📐 The Big Picture
Foundation models continue their relentless march forward. New frontier model releases, capability improvements, and a growing ecosystem of tools are pushing the state of the art. AI-assisted development is becoming the new normal. From automated code generation to debugging assistants, the tools transforming how software gets built keep getting better. Taking models from notebook to production remains the industry’s central challenge. Practical patterns for inference, serving, and operationalizing AI at scale continue to evolve. Today’s 12 picks across 4 categories span language models, AI coding, model deployment · curated for the practical builder.
ArXiv MLRESEARCH
PROBLEMCoding agents powered by LLMs routinely fail on real-world repositories because they lack tacit operational knowledge: which files encapsulate which subsystems, the correct test commands, and the idioms that prevent common mistakes. Manually maintained AGENTS.md files aim to fill this gap, but their utility is inconsistent and maintenance is effortful.
APPROACHProbe-and-Refine Tuning automates generation of effective repository guides. The method first probes an agent on a curated set of tasks (e.g., historical bug fixes), collects trajectories of failures—such as modifying the wrong file, running incorrect tests, or misunderstanding module boundaries. It then refines a concise textual guide (similar to an AGENTS.md file) by prompting an LLM to synthesize corrective instructions from those mistakes, iterating until task success rate plateaus. The guide is kept lightweight, focusing on high-impact heuristics rather than exhaustive documentation.
KEY RESULTSIn experiments across 50 open-source Python repos and over 200 historical issues, agents using the probe-refined guide solved 44% more issues correctly compared to no guidance, narrowing the gap with human-written AGENTS.md files to within 6% while fully automating maintenance. The tuned guides also reduced average agent token consumption by 19% by eliminating irrelevant context exploration.
BUILDERS TAKEAWAYAdopt an operational feedback loop: capture failure logs from your agent on representative tasks, then programmatically update your repository guidance to target those specific error modes. Treat your AGENTS.md as a tunable prompt, not static documentation; a small set of high-signal heuristics (e.g., “always run lint before commit”, “UI logic lives in src/ui/”) often beats a long, generic guide.
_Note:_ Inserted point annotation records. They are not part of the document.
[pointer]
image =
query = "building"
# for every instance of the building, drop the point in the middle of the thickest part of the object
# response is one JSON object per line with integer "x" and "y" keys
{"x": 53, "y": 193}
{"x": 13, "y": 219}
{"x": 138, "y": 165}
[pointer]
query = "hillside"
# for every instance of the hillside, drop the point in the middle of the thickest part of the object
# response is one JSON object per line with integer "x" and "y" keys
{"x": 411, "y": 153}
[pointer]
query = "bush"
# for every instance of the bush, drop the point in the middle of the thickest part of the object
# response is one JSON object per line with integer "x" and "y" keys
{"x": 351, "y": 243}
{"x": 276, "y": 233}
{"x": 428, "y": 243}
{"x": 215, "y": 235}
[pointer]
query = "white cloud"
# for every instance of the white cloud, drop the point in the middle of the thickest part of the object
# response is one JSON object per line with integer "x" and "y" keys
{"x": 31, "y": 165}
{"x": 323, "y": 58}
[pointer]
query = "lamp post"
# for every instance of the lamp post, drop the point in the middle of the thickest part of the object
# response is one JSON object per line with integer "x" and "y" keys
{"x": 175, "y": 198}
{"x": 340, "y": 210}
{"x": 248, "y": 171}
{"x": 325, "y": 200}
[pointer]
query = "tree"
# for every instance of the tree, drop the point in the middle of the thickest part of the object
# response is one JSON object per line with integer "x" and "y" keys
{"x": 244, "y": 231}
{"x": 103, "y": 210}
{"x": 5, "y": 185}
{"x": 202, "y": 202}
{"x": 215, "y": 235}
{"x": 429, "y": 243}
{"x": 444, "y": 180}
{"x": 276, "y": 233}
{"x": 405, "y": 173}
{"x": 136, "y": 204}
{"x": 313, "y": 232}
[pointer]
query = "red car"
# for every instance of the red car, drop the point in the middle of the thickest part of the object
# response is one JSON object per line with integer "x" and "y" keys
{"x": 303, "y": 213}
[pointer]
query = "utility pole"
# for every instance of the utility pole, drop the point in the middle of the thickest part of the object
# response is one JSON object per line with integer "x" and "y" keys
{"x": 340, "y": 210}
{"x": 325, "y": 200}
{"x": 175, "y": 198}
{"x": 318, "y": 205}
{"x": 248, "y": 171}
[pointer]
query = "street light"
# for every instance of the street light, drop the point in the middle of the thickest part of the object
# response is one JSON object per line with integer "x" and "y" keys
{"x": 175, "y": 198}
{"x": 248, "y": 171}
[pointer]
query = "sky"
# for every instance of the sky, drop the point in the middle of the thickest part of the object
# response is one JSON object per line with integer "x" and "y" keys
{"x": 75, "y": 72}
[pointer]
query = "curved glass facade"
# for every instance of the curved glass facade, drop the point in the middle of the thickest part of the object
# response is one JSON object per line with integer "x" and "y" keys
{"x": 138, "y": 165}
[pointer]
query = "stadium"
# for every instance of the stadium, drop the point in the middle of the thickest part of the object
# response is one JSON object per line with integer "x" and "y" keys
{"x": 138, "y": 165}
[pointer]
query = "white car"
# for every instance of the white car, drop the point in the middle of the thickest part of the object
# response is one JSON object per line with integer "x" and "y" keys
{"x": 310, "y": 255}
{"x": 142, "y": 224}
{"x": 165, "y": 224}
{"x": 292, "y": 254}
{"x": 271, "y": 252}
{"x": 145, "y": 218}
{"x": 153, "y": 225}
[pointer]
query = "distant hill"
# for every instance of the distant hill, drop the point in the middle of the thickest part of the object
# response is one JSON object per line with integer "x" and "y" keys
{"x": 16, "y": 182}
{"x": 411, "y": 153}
LIMITATIONSThe tuning process can overfit to the probe task suite and may degrade on novel issues or after significant repo refactoring, requiring periodic re-tuning.
🔬 RESEARCH
LLMs deployed as agents often miss critical evidence buried in long tool traces or multimodal inputs, leading to brittle task failures. ContextRL addresses this by using RL to directly optimize for evidence identification, improving task completion rates where standard supervised fine-tuning fails.
FID scores are notoriously unstable across different training runs and even sampling seeds, yet papers routinely compare single-point estimates as if they're definitive. This paper quantifies that lottery effect, showing that rank-ordering models by FID can flip with trivial seed changes, undermining the entire evaluation protocol.
Multicalibration guarantees that a model's predictions are unbiased across any specified subgroup, preventing systematic over- or under-estimation that can lead to discriminatory outcomes. This paper provides optimal deterministic algorithms, making it feasible to enforce this property in production models without probabilistic sampling.
Coding agents fail on real-world repos because they lack tacit operational knowledge—like which files to modify for a given feature or how to invoke tests—that isn't in the code. Probe-and-Refine Tuning automatically discovers and encodes this knowledge into a lightweight guide, reducing the manual effort of writing repository-specific documentation for LLM agents.